Walt Hickey found a way to quantify the most common problems facing screenwriters:
The Black List offers aspiring screenwriters the chance to have their work evaluated by professional script-readers who work within the industry.1 The readers are drawn from agencies and studios. When scripts are rated highly, the site promotes the screenplays to potential buyers. As a result, The Black List has thousands of script evaluations — grades based on plot, premise, characters, setting and dialogue — from dozens of genres. I asked for a look at those reviews, and they sent over an anonymized record of 4,655 evaluations of 2,784 scripts by 2,221 writers, submitted from March to July of this year. When a script is evaluated, the reader assigns any number of genres to it — from simple drama to prehistoric fantasy — and we can use these to uncover different trends.

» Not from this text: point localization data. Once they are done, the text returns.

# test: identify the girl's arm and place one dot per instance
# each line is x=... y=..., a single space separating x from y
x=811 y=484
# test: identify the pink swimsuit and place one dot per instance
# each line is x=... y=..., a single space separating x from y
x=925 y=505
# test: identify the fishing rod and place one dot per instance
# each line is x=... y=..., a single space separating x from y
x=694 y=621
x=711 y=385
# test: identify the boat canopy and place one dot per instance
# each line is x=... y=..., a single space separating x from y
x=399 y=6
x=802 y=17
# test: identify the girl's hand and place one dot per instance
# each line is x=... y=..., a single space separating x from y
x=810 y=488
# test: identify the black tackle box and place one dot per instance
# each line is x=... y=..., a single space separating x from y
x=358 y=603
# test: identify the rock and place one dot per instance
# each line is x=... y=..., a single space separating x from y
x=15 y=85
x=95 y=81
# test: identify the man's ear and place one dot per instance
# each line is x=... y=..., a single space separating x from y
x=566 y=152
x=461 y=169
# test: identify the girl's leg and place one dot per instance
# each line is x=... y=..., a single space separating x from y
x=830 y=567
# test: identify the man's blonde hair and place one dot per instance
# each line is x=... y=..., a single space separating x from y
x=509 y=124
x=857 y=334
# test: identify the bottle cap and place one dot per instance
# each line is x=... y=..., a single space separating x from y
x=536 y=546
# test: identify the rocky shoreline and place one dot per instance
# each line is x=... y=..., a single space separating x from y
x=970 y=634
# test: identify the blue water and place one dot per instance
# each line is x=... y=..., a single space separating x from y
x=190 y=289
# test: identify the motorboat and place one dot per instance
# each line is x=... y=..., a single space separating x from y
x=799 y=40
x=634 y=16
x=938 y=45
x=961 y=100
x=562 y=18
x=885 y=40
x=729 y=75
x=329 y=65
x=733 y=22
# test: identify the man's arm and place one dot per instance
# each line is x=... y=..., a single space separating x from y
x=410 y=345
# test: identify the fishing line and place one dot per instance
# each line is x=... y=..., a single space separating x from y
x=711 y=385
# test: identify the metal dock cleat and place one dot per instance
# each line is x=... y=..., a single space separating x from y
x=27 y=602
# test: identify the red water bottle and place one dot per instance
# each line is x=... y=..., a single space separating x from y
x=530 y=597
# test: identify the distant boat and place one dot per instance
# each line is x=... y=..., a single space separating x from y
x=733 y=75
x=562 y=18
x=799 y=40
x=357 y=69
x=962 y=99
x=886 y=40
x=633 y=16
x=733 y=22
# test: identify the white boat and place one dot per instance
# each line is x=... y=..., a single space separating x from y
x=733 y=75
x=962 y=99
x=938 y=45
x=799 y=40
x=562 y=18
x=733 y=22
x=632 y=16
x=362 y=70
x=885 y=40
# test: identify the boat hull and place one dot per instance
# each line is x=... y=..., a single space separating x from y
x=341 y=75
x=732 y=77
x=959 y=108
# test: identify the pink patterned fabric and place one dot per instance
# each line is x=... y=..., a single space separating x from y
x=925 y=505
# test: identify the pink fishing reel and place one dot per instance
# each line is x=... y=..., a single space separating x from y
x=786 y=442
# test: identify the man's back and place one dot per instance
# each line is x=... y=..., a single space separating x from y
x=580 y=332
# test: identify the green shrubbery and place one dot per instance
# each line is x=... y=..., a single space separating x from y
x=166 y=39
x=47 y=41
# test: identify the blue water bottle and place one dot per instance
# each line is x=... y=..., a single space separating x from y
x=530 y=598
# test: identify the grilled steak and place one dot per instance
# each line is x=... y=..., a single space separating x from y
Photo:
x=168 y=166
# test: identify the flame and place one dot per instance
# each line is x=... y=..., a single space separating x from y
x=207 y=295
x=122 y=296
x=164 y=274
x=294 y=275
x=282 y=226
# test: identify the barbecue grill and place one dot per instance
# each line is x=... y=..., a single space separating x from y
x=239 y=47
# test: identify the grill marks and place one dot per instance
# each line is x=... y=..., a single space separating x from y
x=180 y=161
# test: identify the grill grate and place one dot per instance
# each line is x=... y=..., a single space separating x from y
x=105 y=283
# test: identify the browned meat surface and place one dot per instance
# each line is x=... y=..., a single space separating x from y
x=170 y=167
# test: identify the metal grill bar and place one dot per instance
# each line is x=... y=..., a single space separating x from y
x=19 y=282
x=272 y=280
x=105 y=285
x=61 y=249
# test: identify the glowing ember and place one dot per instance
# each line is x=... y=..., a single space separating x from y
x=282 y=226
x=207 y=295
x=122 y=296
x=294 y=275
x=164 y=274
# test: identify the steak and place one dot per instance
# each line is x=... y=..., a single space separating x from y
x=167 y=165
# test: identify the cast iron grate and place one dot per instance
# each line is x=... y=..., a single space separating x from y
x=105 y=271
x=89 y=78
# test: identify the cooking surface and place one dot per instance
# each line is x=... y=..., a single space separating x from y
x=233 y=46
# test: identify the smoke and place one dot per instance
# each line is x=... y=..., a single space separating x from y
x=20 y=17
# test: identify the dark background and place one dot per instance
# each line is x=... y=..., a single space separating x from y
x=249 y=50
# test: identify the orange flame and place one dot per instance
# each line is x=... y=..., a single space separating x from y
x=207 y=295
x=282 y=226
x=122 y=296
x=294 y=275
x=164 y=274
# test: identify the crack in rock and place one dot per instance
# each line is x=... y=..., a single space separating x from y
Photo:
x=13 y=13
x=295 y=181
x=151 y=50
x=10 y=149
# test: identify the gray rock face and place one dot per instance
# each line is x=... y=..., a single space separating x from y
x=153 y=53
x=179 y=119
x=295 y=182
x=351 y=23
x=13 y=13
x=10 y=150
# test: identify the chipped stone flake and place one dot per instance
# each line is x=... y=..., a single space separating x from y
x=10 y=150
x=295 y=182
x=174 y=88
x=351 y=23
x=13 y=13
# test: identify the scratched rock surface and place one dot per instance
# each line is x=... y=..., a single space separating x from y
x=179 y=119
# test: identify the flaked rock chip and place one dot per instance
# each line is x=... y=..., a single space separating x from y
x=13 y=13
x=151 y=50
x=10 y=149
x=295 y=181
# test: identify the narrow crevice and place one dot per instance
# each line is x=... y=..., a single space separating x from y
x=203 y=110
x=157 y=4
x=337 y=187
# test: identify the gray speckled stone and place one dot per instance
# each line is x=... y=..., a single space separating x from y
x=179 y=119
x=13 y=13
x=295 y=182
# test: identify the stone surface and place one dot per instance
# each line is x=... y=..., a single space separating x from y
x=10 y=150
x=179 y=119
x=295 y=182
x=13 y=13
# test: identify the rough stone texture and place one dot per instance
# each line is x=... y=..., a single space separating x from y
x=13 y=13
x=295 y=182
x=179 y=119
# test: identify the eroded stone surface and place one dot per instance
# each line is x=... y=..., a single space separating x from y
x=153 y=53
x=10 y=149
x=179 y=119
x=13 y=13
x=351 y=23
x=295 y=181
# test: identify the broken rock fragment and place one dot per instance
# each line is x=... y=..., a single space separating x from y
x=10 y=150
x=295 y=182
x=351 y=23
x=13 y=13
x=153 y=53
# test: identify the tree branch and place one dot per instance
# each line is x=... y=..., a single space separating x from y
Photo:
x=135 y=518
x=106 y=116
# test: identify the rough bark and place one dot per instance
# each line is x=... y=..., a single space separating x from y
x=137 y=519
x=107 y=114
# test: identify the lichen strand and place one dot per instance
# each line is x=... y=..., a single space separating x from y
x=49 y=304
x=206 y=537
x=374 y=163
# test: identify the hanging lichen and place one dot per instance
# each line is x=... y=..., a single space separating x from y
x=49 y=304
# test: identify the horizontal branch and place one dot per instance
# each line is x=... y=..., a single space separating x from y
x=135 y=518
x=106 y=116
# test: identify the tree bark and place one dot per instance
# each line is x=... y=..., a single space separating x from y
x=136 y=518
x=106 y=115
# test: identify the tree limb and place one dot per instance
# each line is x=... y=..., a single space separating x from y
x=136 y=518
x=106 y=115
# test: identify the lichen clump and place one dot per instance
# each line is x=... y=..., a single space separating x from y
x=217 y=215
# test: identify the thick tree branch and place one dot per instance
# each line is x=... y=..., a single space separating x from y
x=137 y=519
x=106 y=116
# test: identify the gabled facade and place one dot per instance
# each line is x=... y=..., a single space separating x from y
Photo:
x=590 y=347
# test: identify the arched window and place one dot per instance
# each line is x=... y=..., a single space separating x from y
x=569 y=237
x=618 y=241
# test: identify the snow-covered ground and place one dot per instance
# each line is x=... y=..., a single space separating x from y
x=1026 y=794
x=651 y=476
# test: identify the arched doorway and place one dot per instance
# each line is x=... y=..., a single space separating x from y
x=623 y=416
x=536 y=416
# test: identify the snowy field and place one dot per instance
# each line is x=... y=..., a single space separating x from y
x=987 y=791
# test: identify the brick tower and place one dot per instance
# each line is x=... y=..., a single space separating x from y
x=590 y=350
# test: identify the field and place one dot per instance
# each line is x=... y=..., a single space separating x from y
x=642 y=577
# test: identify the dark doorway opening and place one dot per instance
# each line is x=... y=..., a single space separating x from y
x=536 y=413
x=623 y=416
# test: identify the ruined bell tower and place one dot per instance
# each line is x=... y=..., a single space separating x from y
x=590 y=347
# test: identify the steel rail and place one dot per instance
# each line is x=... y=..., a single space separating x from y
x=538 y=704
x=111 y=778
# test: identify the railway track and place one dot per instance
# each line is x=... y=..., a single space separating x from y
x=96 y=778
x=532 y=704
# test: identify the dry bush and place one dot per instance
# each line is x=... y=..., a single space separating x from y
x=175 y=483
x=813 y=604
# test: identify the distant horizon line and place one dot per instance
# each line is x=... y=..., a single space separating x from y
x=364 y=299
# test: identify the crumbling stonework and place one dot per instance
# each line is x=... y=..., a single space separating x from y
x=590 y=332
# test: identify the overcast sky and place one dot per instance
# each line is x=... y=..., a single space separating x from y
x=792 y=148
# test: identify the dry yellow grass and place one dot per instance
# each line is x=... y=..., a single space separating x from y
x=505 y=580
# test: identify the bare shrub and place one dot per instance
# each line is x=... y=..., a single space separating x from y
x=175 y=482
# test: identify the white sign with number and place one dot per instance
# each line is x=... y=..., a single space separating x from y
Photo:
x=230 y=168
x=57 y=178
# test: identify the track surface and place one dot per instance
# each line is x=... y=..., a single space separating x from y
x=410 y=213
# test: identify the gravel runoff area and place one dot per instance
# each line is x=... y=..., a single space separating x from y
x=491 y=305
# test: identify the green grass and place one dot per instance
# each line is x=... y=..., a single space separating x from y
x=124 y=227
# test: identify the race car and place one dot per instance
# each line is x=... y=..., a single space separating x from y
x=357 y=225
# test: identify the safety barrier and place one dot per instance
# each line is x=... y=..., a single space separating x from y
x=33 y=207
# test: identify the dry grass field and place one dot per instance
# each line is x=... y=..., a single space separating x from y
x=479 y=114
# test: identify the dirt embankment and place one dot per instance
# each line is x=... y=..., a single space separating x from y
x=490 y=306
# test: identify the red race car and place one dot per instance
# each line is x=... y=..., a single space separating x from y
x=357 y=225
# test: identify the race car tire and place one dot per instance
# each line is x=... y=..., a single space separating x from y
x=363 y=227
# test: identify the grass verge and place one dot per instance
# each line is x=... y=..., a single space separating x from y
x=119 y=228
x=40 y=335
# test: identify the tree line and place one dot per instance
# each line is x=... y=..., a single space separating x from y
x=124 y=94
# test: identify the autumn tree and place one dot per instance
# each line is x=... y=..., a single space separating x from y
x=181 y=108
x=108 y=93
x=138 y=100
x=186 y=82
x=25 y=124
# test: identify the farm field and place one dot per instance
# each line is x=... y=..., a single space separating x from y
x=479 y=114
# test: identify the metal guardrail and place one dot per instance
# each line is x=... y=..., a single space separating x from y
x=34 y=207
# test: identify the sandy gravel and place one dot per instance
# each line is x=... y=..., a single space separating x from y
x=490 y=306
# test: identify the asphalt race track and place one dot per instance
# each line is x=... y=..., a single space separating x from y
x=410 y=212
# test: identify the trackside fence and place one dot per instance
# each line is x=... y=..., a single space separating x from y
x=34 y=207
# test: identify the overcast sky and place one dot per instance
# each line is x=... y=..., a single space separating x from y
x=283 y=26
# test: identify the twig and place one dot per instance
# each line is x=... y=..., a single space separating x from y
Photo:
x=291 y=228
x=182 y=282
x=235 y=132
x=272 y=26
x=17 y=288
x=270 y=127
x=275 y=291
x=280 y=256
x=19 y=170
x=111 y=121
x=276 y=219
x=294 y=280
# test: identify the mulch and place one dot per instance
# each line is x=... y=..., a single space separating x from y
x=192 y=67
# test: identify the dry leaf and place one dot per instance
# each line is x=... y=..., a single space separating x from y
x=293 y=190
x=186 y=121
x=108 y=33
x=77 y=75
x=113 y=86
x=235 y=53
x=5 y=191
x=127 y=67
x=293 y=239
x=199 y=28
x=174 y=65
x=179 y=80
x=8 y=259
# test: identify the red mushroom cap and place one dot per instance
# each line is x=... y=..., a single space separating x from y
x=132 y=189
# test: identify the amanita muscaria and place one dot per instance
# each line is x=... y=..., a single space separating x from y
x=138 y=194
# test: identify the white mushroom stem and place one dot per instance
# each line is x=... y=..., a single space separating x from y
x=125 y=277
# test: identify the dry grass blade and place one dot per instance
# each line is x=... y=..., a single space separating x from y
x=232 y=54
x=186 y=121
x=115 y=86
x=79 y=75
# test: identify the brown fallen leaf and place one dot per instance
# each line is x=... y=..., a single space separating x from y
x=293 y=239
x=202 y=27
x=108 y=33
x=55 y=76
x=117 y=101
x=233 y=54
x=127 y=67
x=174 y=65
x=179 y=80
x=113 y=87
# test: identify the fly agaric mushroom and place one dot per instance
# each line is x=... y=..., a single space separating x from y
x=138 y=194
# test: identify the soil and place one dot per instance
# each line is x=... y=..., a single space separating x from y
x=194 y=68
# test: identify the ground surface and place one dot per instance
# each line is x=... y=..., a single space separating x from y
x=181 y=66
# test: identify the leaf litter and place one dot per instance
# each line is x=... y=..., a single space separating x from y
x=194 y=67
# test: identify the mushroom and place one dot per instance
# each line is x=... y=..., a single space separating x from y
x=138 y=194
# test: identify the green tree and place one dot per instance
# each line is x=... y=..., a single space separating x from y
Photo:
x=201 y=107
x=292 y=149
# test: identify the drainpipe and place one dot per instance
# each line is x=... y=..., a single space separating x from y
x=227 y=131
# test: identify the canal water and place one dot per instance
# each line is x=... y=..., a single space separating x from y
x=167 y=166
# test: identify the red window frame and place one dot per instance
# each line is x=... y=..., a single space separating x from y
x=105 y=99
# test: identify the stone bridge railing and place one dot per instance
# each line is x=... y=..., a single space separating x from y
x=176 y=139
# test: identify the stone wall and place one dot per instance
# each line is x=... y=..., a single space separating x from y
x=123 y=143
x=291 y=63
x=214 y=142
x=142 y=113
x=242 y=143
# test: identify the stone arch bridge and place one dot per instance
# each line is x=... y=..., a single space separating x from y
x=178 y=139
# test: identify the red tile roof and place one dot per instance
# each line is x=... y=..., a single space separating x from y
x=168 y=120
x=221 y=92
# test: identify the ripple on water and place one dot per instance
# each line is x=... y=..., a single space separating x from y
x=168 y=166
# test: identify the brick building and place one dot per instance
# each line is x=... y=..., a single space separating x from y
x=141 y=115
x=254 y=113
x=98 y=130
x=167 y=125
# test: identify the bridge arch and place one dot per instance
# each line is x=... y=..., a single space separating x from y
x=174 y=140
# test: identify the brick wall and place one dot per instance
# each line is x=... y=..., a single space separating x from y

First-time writers tend to go one of two ways, said Kate Hagen, a former reader who now oversees the hundred or so readers at The Black List. They write a deeply personal, pseudo-autobiographical screenplay about nothing in particular. “Everybody basically writes that script at first,” Hagen said. “You have to get it out of your system.” Or they swing for the fences and go in the opposite direction, thinking, “I’m going to write a $200 million science fiction movie,” and plan an entire universe and mythology. Those scripts, Hagen said, tend to fail for entirely different reasons.